Thread: null values / partial indices

null values / partial indices

From
"Mario Weilguni"
Date:
I noticed that the planner is unable to select an index scan when a partial
index is available, the partial index is based on a "NOT NULL" condition.

Example:

start with no index:
mydb=# EXPLAIN ANALYZE select id from str where url='foobar';
NOTICE:  QUERY PLAN:

Seq Scan on str  (cost=0.00..88.91 rows=1 width=4) (actual time=5.93..5.93
rows=0 loops=1)
Total runtime: 6.01 msec

EXPLAIN
mydb=# create index str_idx_url on str(url) where url is not null;
CREATE
mydb=# analyze str;
ANALYZE
mydb=# EXPLAIN ANALYZE select id from str where url='foobar';
NOTICE:  QUERY PLAN:

Seq Scan on str  (cost=0.00..91.05 rows=3 width=4) (actual time=6.24..6.24
rows=0 loops=1)
Total runtime: 6.30 msec

EXPLAIN
mydb=# drop index str_idx_url;
DROP
mydb=# create index str_idx_url on str(url);
CREATE
mydb=# analyze str;
ANALYZE
mydb=# EXPLAIN ANALYZE select id from str where url='foobar';
NOTICE:  QUERY PLAN:

Index Scan using str_idx_url on str  (cost=0.00..2.56 rows=1 width=4) (actual
time=0.53..0.53 rows=0 loops=1)
Total runtime: 0.60 msec

EXPLAIN



It's no big deal in my application, speed is more than fast enough, I just
noticed it. The documentation says:
"However, keep in mind that the predicate must match the conditions used in
the queries that are supposed to benefit from the index. To be precise, a
partial index can be used in a query only if the system can recognize that
the query's WHERE condition mathematically implies the index's predicate.
PostgreSQL does not have a sophisticated theorem prover that can recognize
mathematically equivalent predicates that are written in different forms.
(Not only is such a general theorem prover extremely difficult to create, it
would probably be too slow to be of any real use.) The system can recognize
simple inequality implications, for example "x < 1" implies "x < 2";
otherwise the predicate condition must exactly match the query's WHERE
condition or the index will not be recognized to be usable. "

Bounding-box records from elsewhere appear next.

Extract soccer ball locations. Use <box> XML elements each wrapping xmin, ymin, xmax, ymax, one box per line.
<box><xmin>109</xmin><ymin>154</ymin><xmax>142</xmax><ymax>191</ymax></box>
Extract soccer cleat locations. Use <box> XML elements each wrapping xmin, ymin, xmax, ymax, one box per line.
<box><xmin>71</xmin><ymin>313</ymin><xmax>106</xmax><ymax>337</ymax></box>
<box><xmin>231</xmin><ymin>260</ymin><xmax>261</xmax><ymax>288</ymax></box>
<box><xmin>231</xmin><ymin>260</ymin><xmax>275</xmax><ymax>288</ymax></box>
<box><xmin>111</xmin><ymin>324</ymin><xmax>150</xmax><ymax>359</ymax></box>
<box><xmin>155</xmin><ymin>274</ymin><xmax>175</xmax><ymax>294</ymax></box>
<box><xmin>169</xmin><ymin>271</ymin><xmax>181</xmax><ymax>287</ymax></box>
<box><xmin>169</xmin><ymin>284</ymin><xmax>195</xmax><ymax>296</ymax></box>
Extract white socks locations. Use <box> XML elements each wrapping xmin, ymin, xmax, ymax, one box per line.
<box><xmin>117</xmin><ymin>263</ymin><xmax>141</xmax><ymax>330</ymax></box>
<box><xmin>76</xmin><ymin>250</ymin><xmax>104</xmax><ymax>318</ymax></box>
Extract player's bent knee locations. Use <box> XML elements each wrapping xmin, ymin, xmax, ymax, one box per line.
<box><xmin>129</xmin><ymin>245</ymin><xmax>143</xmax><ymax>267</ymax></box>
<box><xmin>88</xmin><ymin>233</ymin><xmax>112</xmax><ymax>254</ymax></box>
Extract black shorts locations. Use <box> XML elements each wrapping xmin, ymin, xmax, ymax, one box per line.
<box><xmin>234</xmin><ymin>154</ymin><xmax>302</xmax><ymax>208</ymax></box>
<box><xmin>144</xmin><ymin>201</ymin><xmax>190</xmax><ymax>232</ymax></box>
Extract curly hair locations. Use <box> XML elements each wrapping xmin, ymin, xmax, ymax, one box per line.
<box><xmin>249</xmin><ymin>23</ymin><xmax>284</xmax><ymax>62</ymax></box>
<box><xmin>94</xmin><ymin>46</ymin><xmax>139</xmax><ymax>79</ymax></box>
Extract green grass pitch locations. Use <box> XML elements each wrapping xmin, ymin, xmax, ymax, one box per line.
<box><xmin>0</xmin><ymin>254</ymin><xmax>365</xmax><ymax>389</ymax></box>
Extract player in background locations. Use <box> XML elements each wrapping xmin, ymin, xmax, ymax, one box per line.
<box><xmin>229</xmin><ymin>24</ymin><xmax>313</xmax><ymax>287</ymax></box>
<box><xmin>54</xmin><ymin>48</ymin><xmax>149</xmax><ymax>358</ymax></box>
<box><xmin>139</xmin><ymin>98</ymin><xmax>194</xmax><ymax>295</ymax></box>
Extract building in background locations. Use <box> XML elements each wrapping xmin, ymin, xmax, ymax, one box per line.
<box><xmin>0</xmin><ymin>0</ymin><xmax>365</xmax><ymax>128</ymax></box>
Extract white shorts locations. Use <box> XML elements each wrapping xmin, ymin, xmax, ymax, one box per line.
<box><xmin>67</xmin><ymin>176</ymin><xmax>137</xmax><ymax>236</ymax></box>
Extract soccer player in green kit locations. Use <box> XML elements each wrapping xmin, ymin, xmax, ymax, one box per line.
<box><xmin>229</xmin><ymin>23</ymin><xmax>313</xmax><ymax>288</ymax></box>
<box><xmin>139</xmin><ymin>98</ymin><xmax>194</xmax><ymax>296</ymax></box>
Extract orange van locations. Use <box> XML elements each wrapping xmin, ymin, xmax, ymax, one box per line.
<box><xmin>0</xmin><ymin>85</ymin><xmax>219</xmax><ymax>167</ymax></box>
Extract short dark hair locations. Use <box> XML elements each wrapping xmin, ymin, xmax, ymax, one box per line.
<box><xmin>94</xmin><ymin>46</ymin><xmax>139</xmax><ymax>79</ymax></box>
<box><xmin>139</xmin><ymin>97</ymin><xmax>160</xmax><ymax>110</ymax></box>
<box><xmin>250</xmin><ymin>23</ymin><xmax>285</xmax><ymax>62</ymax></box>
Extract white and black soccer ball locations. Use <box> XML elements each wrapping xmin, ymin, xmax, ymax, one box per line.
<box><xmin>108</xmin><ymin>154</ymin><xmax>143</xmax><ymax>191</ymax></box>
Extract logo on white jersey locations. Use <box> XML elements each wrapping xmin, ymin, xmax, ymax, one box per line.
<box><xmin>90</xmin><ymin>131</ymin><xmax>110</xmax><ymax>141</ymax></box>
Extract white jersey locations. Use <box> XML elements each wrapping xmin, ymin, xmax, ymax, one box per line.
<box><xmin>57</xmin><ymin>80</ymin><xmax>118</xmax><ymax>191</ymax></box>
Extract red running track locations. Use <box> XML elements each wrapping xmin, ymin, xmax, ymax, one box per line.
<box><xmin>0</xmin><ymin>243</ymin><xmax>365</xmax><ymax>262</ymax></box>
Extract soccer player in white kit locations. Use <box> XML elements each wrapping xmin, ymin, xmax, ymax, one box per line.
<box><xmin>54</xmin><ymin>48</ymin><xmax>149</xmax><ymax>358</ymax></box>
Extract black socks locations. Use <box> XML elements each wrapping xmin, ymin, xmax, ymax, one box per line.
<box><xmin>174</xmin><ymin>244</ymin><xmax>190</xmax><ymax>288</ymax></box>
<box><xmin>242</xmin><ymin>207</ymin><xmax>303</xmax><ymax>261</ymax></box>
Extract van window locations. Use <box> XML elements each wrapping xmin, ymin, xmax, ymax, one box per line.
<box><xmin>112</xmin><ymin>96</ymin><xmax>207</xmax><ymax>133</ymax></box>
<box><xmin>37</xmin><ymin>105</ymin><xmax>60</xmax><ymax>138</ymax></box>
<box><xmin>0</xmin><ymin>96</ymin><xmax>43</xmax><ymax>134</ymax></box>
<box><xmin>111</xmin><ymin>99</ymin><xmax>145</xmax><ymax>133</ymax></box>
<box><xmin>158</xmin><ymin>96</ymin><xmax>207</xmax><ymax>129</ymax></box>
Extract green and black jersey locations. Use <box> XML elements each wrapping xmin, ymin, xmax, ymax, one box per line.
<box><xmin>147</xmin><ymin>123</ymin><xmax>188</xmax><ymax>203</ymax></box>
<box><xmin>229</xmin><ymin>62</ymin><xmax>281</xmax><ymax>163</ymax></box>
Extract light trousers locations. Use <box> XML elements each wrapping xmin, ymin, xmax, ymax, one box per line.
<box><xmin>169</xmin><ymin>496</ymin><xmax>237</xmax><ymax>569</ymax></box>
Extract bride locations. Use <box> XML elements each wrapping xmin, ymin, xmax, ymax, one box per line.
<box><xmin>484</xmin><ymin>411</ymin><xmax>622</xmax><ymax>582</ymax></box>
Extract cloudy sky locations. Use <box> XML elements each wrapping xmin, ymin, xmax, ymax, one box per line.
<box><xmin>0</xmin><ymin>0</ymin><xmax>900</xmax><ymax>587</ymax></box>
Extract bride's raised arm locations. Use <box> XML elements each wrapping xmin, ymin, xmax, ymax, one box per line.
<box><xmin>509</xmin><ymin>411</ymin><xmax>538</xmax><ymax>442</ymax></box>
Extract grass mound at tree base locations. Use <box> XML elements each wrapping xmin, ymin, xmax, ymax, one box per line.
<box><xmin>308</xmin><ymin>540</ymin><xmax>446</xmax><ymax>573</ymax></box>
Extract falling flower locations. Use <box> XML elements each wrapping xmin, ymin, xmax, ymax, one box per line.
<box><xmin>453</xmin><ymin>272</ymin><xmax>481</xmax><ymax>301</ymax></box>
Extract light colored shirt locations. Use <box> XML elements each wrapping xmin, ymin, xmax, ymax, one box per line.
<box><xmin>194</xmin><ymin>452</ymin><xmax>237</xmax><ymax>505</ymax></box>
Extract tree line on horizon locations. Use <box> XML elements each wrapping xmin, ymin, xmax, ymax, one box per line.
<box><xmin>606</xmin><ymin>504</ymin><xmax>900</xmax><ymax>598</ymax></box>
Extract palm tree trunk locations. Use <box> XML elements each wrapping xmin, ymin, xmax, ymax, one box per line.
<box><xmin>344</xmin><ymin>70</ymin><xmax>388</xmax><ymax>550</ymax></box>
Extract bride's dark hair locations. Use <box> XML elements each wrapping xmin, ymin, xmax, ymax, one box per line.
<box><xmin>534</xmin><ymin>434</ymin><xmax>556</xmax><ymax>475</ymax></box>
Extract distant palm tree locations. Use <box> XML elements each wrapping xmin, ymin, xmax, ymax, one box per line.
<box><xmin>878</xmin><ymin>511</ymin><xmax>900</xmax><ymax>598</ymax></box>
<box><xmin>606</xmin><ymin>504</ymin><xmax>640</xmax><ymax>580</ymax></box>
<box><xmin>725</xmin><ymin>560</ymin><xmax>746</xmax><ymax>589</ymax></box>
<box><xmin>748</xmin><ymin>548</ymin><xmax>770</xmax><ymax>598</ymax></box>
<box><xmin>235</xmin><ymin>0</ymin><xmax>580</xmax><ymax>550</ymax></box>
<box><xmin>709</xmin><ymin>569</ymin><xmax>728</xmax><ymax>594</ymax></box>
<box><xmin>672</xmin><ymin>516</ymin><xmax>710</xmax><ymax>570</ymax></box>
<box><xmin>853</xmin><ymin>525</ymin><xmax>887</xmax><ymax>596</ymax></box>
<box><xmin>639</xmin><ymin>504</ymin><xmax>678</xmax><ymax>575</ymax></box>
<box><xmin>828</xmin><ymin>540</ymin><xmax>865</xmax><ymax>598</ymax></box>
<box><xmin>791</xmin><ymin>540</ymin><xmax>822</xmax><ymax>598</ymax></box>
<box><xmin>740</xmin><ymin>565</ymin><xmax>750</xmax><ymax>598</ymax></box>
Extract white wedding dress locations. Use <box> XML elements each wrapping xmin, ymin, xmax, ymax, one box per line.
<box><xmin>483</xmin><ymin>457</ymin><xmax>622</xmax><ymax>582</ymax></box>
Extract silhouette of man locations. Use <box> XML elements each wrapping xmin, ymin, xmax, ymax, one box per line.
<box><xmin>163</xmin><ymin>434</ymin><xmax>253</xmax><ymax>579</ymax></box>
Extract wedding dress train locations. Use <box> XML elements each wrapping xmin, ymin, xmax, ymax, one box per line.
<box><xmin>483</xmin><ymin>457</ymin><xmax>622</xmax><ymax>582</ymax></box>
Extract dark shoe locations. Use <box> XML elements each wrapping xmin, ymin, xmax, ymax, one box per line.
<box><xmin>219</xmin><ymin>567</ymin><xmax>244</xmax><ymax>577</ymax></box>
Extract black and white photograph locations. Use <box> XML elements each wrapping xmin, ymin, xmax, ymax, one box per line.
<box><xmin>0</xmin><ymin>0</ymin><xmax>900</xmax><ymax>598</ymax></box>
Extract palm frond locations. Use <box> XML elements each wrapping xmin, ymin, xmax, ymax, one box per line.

Normally a "IS NOT NULL"/"IS NULL" should be easy to recognise, since NULL is
very special. This would allow much smaller indices in some applications, for
example I've a case with a table with 200000 rows where 4 values (of type
text) are not null. The index size would be much smaller without all those
NULL values.

Best regards,Mario Weilguni



Re: null values / partial indices

From
"Zeugswetter Andreas SB SD"
Date:
> mydb=# create index str_idx_url on str(url) where url is not null;
> CREATE
> mydb=# analyze str;
> ANALYZE
> mydb=# EXPLAIN ANALYZE select id from str where url='foobar';
> NOTICE:  QUERY PLAN:
>
> Seq Scan on str  (cost=0.00..91.05 rows=3 width=4) (actual

You can try an index like:
create index str_idx_url on str(url) where url >= '';

I think that should be identical. ('' is the smallest string, no ?)

Andreas


Re: null values / partial indices

From
"Mario Weilguni"
Date:
>You can try an index like:
>create index str_idx_url on str(url) where url >= '';
>
>I think that should be identical. ('' is the smallest string, no ?)

Thanks alot, it works now. But I still think the NOT NULL case would be
useful.

Best regards,Mario Weilguni


Re: null values / partial indices

From
Tom Lane
Date:
"Mario Weilguni" <mario.weilguni@icomedias.com> writes:
> I noticed that the planner is unable to select an index scan when a partial
> index is available, the partial index is based on a "NOT NULL" condition.

It wants you to do this:

select id from str where url='foobar' and url is not null;

I know and you know that "url='foobar'" implies url is not null,
but the code that checks for applicability of partial indexes is not
that bright.
        regards, tom lane